David's point of view is very calm and measured, having been in the government all of his adult life. He worked with David Trimble in the lead up to the 1998 Belfast or Good Friday Agreement and works now on ensuring each step of the enduring peace process is instituted thoughtfully and with the good of the people of Northern Ireland in mind. As is usually the case when David and I get together, I learned about the peace process and why it is not as easy as many of us seem to think it should be to achieve. When we Americans ask why it takes so long - because, for heaven's sake, it has been fifteen years - we don't think about the deep divisions, the pain and suffering, the hatred that must be overcome. That is why it is called a process - where pain must be acknowledged and smart people must figure out how to accommodate the multitude of needs of people who have lost family members.

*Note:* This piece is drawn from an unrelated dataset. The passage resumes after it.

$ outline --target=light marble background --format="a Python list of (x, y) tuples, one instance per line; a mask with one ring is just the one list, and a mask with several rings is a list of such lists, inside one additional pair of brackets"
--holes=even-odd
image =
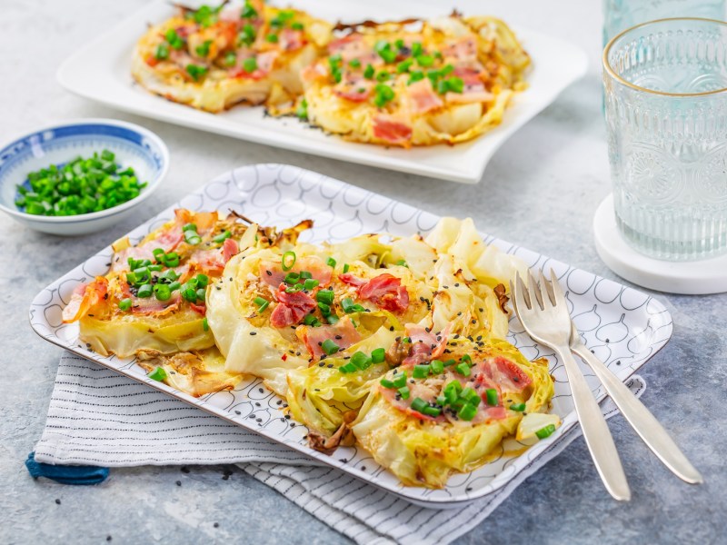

David is the person who first introduced me to the Troubles in Northern Ireland and explained they weren't simply about religion - they were about rights, property, ownership, civil rights, identity. Much more complicated than many of us understand. This round of talks was about flags (the displaying of), parades (who can march and where), and the past (reparations, justice, acknowledgement). Although the two chief mediators have left without the two parties (Nationalists and Unionists) agreeing to anything, a report has been left with suggested steps and committees spelled out. Some think there may be the ability within the government and the parties in Belfast to move on some of those steps and committees - that the people in Northern Ireland can take the necessary steps on their own toward healing and reconciliation of these tough and enduring issues. Or this could be political posturing by the parties on the eve of elections in 2014 (in the EU), 2015 (in the UK), and 2016 (w/n Northern Ireland).
One reason it is so difficult to get consensus within the parties is that under the umbrella of the Nationalists and Unionists are socialists, conservatives, Marxists - every type of political and social persuasion - one with the bent of a united, independent Ireland and the other of a Northern Ireland continuing as part of the UK. And we thought US politics was complicated!
I can't decide if I prefer Derry over Belfast - in fairness, one half-day spent in Belfast is not nearly long enough to know what it is like - but I do like the walkability of Derry - I can cross the Peace Bridge and visit the Ebrington Barracks for the Turner Prize exhibition - or walk to a myriad of local pubs within and outside the walls of the Old City - or simply walk the wall and look out at the picturesque countryside or the murals of Bogside. Perhaps next time I need to spend ten days, or more, in Belfast and learn its unique history and its role in the peace building events and process. In the meantime, I'll just enjoy a cider or a spot of tea and listen to the brogue of the people of Derry for the next few days. They do make me feel at home.